Ces méthodes, fondées sur l’élaboration et le calcul d’indices et de ratios tirés des valeurs enregistrées dans les états financiers des sociétés et d’autres informations et, dans certains cas également sur les prévisions budgétaires établies par les demandeurs de crédit, prétendent pouvoir évaluer objectivement la capacité d’avoir recours à des prêts et donc de les rembourser.

Outre le fait que ces indices et ratios soient basés sur des données polluées par des asymétries d’informations sensibles et, pour cette raison, normalement inefficaces pour une représentation correcte de la réalité de l’entreprise, la méthodologie elle-même présente de sérieuses lacunes puisque l’aspect intangible du processus de création de valeur n’est pas mis en évidence.

C’est-à-dire que, comme la doctrine l’a toujours enseigné, le revenu des entreprises est avant tout fonction de la qualité des ressources humaines utilisées, de leurs talents et de leurs compétences techniques, ainsi que de l’action créatrice et organisationnelle sagement conduite par les hommes aux postes de direction. La valeur est toujours le résultat du travail appliqué à la technologie (Yerushalmi D.).

En outre, plus indésirable est la prétention d’acquérir des garanties de capital d’un montant supérieur au prêt demandé, avant de l’accorder.

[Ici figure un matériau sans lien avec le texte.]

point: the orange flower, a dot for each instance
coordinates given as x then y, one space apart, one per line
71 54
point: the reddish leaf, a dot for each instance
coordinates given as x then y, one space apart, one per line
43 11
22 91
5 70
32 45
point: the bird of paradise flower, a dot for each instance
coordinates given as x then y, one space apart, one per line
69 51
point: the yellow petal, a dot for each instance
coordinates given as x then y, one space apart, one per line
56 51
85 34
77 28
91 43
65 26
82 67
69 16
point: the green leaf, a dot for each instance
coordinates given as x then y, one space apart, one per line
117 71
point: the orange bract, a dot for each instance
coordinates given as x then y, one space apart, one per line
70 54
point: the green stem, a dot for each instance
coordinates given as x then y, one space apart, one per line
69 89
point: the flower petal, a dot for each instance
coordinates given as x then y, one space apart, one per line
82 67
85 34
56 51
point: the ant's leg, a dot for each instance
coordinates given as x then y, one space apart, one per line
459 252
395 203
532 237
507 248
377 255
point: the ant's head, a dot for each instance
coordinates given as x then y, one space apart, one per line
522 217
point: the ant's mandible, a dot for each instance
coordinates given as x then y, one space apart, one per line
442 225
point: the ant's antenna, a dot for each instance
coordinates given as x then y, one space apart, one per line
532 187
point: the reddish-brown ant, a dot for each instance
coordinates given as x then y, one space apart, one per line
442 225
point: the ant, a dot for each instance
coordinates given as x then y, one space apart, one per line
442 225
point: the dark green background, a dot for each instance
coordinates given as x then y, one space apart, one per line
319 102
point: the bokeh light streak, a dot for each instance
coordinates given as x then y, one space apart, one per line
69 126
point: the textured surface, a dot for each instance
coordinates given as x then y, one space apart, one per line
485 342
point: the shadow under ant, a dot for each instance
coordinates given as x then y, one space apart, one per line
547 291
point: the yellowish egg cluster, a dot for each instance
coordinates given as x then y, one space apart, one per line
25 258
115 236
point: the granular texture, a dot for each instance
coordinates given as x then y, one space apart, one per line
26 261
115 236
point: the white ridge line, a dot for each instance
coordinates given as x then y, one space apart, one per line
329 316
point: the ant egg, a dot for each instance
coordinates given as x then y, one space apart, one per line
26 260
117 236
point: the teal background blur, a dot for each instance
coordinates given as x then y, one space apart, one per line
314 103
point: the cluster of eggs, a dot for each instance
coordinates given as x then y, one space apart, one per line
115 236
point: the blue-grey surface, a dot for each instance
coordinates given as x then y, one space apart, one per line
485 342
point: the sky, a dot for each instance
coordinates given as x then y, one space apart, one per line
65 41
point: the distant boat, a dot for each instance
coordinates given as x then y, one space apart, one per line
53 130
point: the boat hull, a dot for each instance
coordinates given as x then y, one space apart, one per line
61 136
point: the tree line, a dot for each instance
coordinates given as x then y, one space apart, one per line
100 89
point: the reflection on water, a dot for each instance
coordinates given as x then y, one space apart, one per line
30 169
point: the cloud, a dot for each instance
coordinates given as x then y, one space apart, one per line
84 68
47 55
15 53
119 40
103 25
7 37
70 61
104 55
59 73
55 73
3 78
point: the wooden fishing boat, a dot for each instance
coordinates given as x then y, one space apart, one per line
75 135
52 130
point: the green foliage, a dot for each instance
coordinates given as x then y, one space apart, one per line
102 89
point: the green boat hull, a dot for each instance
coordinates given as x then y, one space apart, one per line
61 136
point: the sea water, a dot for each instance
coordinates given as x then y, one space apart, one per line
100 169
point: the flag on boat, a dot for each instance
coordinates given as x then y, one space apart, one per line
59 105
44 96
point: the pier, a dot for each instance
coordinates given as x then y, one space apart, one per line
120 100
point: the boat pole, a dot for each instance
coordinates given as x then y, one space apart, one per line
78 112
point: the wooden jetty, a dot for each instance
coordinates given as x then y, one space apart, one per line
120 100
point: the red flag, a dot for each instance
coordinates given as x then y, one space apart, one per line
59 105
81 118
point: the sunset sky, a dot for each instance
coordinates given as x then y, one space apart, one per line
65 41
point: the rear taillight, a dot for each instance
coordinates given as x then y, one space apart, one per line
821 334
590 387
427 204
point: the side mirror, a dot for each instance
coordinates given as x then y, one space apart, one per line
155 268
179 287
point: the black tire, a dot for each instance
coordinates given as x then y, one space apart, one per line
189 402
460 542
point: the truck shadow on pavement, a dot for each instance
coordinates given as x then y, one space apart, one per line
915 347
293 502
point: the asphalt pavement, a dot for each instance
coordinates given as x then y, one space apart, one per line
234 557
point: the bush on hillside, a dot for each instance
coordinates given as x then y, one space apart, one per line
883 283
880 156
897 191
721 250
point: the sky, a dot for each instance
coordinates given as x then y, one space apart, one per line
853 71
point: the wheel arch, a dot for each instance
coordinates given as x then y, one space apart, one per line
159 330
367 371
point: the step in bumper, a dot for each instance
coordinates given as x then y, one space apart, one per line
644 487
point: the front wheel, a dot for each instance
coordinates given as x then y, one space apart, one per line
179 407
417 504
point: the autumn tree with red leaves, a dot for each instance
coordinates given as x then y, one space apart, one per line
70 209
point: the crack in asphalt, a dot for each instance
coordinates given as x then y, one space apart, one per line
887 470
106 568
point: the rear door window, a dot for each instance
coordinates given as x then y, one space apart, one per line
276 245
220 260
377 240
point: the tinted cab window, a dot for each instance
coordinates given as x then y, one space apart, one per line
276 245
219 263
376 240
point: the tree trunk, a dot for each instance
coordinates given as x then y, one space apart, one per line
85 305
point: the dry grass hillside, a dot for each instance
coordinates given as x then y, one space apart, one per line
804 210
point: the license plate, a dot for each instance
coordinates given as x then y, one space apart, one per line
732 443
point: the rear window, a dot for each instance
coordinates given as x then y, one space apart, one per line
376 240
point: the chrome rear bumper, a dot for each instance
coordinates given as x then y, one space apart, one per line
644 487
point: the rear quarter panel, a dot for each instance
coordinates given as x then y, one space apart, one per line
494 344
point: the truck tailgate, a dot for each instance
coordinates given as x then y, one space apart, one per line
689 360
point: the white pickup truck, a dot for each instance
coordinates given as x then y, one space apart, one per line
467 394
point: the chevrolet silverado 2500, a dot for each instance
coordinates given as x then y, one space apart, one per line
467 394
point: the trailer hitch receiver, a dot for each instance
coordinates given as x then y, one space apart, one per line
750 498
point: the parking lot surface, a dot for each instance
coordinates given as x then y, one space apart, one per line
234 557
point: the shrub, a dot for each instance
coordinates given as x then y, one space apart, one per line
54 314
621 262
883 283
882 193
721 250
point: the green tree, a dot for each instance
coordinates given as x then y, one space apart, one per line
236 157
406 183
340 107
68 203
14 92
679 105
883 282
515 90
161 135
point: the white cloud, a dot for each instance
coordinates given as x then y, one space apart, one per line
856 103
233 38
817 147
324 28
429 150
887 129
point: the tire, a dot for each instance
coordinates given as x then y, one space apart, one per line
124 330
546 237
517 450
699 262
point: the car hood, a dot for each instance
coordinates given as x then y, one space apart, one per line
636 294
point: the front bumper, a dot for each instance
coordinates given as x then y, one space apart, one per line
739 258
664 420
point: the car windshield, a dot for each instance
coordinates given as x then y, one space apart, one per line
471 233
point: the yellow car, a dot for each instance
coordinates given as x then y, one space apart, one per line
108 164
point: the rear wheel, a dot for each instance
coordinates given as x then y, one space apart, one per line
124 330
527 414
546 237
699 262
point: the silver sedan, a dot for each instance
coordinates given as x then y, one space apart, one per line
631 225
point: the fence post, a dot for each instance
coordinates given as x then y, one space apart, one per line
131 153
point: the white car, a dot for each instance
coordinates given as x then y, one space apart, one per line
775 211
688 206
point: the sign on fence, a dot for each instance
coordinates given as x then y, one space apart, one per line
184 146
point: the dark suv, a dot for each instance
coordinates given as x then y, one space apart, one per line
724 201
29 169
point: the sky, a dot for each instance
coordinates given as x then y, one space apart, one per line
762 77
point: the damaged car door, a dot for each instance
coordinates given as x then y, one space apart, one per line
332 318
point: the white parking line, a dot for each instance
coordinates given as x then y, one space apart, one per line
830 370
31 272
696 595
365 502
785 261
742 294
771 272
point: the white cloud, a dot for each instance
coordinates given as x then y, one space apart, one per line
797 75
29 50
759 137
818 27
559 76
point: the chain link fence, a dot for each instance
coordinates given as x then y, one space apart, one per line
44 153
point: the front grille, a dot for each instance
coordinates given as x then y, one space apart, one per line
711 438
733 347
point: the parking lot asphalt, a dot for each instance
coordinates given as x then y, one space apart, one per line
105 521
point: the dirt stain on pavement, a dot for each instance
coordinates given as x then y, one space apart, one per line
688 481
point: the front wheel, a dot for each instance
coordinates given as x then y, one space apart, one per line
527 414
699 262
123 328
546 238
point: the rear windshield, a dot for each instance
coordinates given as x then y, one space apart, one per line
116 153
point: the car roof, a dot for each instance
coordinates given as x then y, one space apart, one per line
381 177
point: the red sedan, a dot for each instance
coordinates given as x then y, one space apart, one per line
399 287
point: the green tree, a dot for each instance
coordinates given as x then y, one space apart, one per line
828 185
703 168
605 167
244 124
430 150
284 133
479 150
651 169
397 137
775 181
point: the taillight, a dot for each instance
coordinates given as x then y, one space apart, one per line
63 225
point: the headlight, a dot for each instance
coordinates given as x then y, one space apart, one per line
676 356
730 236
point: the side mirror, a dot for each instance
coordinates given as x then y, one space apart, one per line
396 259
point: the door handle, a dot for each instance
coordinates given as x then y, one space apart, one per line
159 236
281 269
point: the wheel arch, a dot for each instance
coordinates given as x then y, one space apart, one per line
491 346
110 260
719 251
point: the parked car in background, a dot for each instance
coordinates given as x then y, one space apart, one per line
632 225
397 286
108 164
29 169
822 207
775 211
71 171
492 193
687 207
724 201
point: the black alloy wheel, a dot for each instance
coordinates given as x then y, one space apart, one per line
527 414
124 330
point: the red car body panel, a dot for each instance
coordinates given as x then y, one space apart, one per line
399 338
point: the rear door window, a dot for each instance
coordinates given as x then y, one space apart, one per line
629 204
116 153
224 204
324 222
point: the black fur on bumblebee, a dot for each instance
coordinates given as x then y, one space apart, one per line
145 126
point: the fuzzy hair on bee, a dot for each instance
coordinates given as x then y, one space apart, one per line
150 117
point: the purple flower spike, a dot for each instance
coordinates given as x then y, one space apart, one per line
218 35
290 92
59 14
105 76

Cette attitude nie le principe le plus fondamental de la démocratie économique, puisque ceux qui ont déjà un stock de capital seront financés, privant ainsi les jeunes entrepreneurs méritants, de la possibilité de lancer l’initiative même s’ils ont une forte capacité de revenus.

L’économie de la nation subit des dommages graves et irréparables, avec une réduction de la croissance et de l’emploi et donc de revenus disponibles pour les classes les moins nanties.

De telles attitudes sont en substance encouragées par l’action et la philosophie de la supervision.

Il en résulte donc un nouveau quota du stock de prêts au système de production, lié à une augmentation des obstacles et des difficultés d’accès au crédit.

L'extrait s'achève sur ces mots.